In the midst of all this, Kajiwara has been exerting himself to establish a presence on the growing Chinese market. In fact, he only recently returned to Japan after living in Beijing and Shanghai for the previous seven years.

KAJIWARA As I see it, if you want to get a foothold in a big emerging market, you need to start early. We undertook our first commercial development project in China back in 2006. In 2013, I launched UDS China, with offices in Beijing and Shanghai. The original plan was to spend five years getting the business up and running there before turning my attention to the Southeast Asian market. But China proved a tough nut to crack, and it took seven years instead of five.

In Beijing and Shanghai, I've been blow away by the high caliber of the Chinese staff. They’re all dedicated, passionate, and adept at functioning in a very competitive environment. I came away convinced that the Chinese are going to transform the hotel industry, and probably global business in general. Some of the most advanced AI research in the world is being carried out in China. So, what role does this leave for Japanese industry in the region? Of course, we have our own innovative technology to offer, but I feel that we need to draw on our traditional strengths first and foremost: craftsmanship, creativity, and hospitality.

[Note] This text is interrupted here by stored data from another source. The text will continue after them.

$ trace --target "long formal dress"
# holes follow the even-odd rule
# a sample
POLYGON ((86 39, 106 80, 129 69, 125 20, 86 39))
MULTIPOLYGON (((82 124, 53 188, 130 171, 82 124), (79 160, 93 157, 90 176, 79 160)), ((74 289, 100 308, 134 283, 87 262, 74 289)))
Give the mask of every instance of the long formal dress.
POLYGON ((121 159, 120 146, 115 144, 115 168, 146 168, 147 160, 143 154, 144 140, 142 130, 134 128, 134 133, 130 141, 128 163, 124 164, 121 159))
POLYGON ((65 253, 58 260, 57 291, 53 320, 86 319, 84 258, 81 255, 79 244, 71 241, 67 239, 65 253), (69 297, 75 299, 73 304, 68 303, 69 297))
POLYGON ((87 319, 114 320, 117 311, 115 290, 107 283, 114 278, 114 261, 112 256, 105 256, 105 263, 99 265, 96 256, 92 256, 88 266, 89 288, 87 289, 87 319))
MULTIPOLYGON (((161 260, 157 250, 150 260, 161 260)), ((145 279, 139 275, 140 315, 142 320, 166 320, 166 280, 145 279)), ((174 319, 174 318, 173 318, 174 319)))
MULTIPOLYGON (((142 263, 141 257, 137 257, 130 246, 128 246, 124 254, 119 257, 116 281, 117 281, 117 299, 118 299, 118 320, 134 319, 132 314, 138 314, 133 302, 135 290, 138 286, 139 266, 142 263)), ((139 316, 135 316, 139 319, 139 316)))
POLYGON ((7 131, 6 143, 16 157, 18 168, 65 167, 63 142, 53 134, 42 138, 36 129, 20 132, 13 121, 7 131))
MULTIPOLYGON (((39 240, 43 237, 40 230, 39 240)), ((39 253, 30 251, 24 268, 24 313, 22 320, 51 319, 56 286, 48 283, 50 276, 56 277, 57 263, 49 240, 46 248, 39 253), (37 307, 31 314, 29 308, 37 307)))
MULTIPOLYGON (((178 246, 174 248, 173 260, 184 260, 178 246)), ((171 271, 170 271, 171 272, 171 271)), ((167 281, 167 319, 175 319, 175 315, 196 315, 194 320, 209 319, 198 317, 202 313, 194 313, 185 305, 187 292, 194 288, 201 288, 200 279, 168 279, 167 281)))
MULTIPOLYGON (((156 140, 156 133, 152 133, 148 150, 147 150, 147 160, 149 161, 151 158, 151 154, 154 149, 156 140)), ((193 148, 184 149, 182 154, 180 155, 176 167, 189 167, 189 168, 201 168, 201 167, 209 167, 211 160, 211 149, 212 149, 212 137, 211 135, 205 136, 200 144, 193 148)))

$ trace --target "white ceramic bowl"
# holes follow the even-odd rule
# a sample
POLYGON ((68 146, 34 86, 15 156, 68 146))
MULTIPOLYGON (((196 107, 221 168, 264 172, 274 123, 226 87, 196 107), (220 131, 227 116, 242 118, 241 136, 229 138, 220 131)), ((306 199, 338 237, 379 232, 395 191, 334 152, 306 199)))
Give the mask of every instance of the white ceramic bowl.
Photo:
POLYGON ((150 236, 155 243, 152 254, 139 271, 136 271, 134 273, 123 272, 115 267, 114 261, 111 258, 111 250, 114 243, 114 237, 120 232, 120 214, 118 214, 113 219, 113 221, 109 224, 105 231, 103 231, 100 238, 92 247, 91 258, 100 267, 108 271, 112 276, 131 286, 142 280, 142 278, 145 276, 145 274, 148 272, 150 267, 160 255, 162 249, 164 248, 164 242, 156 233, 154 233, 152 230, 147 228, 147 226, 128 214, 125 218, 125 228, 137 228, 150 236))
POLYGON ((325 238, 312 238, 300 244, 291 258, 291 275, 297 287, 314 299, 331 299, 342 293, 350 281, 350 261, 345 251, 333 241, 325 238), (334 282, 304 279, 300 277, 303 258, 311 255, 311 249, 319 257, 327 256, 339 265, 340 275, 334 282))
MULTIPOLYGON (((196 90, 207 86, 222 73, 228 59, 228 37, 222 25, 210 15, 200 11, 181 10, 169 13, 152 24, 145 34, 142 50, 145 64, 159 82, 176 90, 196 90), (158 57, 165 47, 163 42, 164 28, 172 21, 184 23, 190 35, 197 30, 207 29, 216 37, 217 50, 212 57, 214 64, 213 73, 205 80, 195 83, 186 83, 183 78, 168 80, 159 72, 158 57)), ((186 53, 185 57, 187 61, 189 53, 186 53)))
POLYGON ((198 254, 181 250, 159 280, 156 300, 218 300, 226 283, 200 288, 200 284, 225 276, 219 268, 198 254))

The first collaborative project undertaken by UDS Japan and UDS China was Muji Hotel Beijing, which opened in June this year. This facility is a new member of [Ryōhin Keikaku Co.’s] Muji product line, and the plan, design, and management all embody the Mujirushi Ryōhin philosophy [of affordable quality through simplification and rationalization].

By the way, breakfast is going to be a major focus at Muji Hotel as well. It's still a work in progress, but over time, we’re aiming to revolutionize the entire concept of the hotel breakfast.

The front entrance of Muji Hotel Beijing.

Muji Hotel Beijing’s book lounge.

A guest room at Muji Hotel Beijing.


Hotel Anteroom Kyoto

Address: 7 Higashikujō-aketachō, Minami-ku, Kyoto, Kyoto Prefecture, 601-8044
Phone: +81-(0)75-681-5656
Fax: +81-(0)75-681-5655
Website: www.hotel-anteroom.com

(Originally written in Japanese. Photos of Kajiwara Fumio by Inomata Hiroshi. Photos of Muji Hotel Beijing courtesy of Ryōhin Keikaku Co. All other photos courtesy of UDS.)

(*1) ^ A private supplementary school offering intensive university-entrance exam preparation.

(*2) ^ The Recruit scandal was a far-reaching insider-trading and influence-buying scandal that broke in 1988 with revelations that the chairman of Recruit had treated senior politicians and government officials to a windfall by offering them shares in a new real estate subsidiary, Recruit Cosmos, just before it went public.